Hari ini Umi kembali mengamuk, padahal beberapa hari ini dia bersikap tenang. Aku tidak tahu apa yang membuat Umi begitu, tetapi kata pembantu di rumahku, Umi mengamuk karena melihat foto Abi di laci lemari hias.
Aku menepuk dahi. Foto itu sengaja kutaruh di sana karena takut Umi melihatnya. Sekarang foto itu sudah didapatkan Umi, dan beginilah, aku harus menenangkan Umi dengan membacakan ayat-ayat Al-Qur'an. Karena biasanya Umi akan menyahuti ayat itu untuk melanjutkannya.
"Qul a'uudzu birabbin-naas," ucapku memulai surah An-Naas. Umi perlahan diam dan menatapku, dia seakan berpikir. Aku melanjutkan ayat berikutnya, "Malikin-naas." Aku kembali menatap wajah Umi yang masih berpikir. Mungkin dia lupa surah ini, seperti surah-surah lainnya.
"Ilahin-naas."
"Ilahin-naas," kata Umi mengulang ayat yang kubacakan. Aku tersenyum dan membawanya duduk di kursi makan.
"Min syarril waswaasil khan-naas. Al-ladzii yuwaswisu fii shuduurin-naas. Minal jinnati wan-naas." Kami mengucapkan ayat-ayat itu dengan serempak. Umi tersenyum, aku memeluk tubuhnya hangat.
Sudah dua puluh enam tahun Umi begini. Sewaktu aku kecil, Umi tidak terlalu seperti ini, tetapi gejala depresi memang sudah muncul saat Umi melahirkan aku, kata Bibi. Sejak kecil pula aku diurus oleh pembantu di rumah. Sekarang aku yang mengurus Umi, segala keperluannya, dan itu juga dibantu Bibi.
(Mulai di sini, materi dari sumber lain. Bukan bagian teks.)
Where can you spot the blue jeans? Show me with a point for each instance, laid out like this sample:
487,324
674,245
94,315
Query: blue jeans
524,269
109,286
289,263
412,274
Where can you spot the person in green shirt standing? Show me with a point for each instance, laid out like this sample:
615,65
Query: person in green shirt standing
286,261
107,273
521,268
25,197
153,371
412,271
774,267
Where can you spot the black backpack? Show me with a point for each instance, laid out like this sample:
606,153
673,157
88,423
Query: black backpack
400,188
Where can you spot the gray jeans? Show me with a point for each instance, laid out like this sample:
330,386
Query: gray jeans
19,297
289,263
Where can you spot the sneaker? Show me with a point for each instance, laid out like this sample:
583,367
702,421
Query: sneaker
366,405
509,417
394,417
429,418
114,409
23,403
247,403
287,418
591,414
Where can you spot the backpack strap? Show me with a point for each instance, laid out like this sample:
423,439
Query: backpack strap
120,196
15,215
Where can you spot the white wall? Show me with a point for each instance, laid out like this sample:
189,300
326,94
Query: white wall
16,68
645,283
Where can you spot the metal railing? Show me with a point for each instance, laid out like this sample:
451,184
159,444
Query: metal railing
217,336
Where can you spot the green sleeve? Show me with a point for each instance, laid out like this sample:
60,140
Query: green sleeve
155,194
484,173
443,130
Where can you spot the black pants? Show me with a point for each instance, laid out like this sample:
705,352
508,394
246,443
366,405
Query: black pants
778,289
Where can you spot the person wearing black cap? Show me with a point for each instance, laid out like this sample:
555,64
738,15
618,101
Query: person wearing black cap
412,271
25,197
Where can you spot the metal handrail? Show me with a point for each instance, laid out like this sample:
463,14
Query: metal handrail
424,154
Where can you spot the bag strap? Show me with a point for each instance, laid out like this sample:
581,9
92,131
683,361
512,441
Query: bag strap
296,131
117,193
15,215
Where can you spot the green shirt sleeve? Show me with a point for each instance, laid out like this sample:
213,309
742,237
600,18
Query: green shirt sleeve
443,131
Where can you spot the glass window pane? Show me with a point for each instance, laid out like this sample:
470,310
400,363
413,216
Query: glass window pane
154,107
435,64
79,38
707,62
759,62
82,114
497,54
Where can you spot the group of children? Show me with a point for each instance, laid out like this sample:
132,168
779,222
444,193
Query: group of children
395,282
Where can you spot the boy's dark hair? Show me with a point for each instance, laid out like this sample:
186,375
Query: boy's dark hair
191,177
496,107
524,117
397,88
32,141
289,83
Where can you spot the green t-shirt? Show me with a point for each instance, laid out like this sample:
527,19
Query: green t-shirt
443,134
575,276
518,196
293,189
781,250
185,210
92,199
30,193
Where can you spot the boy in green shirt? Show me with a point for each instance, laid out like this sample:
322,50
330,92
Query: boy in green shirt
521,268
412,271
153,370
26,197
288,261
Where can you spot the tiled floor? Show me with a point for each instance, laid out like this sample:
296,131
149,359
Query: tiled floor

Kadang Umi masih bisa berpikir jernih, tetapi dia sering tantrum. Kelemahannya hanya itu. Selebihnya dia masih bisa melakukan segalanya—salat lima waktu maupun sunah, membaca surah-surah jika dia ingat, menasihatiku saat hendak bekerja, dan lainnya.
Di rumah ini ada peraturan yang tidak boleh dilanggar, aku yang membuat itu. Tidak ada barang apa pun yang menyangkut Abi, termasuk foto dan pakaiannya. Semua barang-barang Abi sudah kumasukan dalam kotak yang kutaruh di kamar Umi dan Abi dulu, dan beberapa masih disimpan di laci lemari. Sekarang Umi tidur di kamarku, kamar depan dekat pintu masuk rumah. Kamar Umi yang dulu sudah kosong, aku mengunci pintunya agar Umi tidak bisa masuk.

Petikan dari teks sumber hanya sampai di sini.